L’ancienne ministre et candidate en 2007 annonce qu’elle se déclarera si une primaire est organisée selon les statuts du Parti socialiste. Une déclaration qui relance les spéculations sur sa volonté de revenir dans le jeu présidentiel.
Ségolène Royal n’a pas dit son dernier mot. Dix-huit ans après sa première campagne présidentielle, l’ex-candidate socialiste de 2007 se déclare « prête » à se lancer de nouveau dans la course à l’Élysée. « Je ne vais pas me dérober.
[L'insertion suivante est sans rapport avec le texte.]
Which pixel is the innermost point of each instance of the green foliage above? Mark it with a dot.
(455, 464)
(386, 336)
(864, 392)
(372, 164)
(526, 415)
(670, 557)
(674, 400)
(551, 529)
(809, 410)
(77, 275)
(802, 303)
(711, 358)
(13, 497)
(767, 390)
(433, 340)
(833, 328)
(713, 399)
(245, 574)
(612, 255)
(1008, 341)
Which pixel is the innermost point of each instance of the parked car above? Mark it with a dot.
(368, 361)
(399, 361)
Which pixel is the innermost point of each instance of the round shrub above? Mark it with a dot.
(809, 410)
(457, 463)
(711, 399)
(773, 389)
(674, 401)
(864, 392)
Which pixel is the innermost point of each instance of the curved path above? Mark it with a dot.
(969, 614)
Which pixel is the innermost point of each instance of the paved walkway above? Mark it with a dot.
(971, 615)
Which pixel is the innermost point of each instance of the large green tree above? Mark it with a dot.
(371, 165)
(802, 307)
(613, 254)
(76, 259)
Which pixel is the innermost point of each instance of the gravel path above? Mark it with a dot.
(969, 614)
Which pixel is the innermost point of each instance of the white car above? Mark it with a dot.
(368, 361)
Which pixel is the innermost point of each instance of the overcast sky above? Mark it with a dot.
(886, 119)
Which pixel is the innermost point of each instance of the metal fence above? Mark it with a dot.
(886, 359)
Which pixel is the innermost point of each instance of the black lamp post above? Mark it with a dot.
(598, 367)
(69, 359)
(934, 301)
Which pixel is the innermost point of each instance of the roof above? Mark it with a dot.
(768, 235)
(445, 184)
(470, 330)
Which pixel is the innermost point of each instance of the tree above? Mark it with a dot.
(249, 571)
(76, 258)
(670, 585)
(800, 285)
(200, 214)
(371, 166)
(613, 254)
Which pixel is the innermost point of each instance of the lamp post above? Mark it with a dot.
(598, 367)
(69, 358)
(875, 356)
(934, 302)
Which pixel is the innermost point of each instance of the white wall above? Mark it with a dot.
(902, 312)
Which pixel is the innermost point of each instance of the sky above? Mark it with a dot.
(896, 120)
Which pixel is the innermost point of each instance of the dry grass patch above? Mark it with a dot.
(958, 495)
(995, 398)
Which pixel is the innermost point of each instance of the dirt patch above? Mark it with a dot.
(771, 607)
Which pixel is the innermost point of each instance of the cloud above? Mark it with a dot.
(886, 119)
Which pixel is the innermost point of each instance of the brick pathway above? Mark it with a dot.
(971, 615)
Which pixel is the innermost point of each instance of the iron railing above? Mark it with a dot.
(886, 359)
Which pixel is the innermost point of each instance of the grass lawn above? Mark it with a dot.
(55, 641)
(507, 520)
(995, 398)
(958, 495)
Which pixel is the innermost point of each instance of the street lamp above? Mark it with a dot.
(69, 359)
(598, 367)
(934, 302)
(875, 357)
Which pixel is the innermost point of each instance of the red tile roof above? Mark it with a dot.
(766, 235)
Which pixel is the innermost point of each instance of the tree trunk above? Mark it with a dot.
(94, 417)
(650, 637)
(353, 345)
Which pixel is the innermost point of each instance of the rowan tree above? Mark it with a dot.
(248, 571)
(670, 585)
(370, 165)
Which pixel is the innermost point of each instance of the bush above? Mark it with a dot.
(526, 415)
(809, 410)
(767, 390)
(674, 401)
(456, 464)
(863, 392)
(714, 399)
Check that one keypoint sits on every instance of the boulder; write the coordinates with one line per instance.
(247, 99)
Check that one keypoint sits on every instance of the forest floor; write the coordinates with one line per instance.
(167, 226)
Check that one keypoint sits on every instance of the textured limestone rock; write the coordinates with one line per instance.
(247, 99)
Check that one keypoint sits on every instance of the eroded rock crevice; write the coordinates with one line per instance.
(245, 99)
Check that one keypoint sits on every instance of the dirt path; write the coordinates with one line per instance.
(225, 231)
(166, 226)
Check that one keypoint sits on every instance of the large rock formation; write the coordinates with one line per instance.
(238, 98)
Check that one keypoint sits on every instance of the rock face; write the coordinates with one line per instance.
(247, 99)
Si la primaire prévue par les statuts est bien organisée et respectueuse, je serai candidate », a-t-elle confié au Figaro, laissant ainsi peu de doute sur ses intentions en cas de scrutin interne au Parti socialiste.
L’ancienne présidente de la région Poitou-Charentes, qui reste une figure marquante de la gauche, préfère toutefois tempérer les ardeurs. « Il est trop tôt pour parler… et [se] faire démolir », glisse-t-elle, tout en assurant ne pas être « une acharnée de la candidature ».
Début juillet, elle avait déjà confié sur BFMTV « penser » à une éventuelle participation à une primaire. « Retourner à une primaire, c’est prendre un risque et avoir la capacité de défendre des idées », estimait-elle alors.
La perspective d’une primaire pour désigner un candidat commun à gauche divise toujours autant. Si Olivier Faure, premier secrétaire du PS, a évoqué cette possibilité en juin, l’idée séduit davantage François Ruffin, Marine Tondelier ou encore une partie des socialistes, que Jean-Luc Mélenchon ou Raphaël Glucksmann, qui s’y opposent fermement.
Ce n’est pas la première fois que Ségolène Royal fait part de ses disponibilités. En décembre dernier, elle avait proposé ses services pour Matignon en cas de chute du gouvernement, et avant cela, elle avait souhaité mener une liste d’union aux européennes. Autant de signaux qui confirment que l’ancienne ministre, loin de se retirer de la scène politique, reste attentive aux opportunités.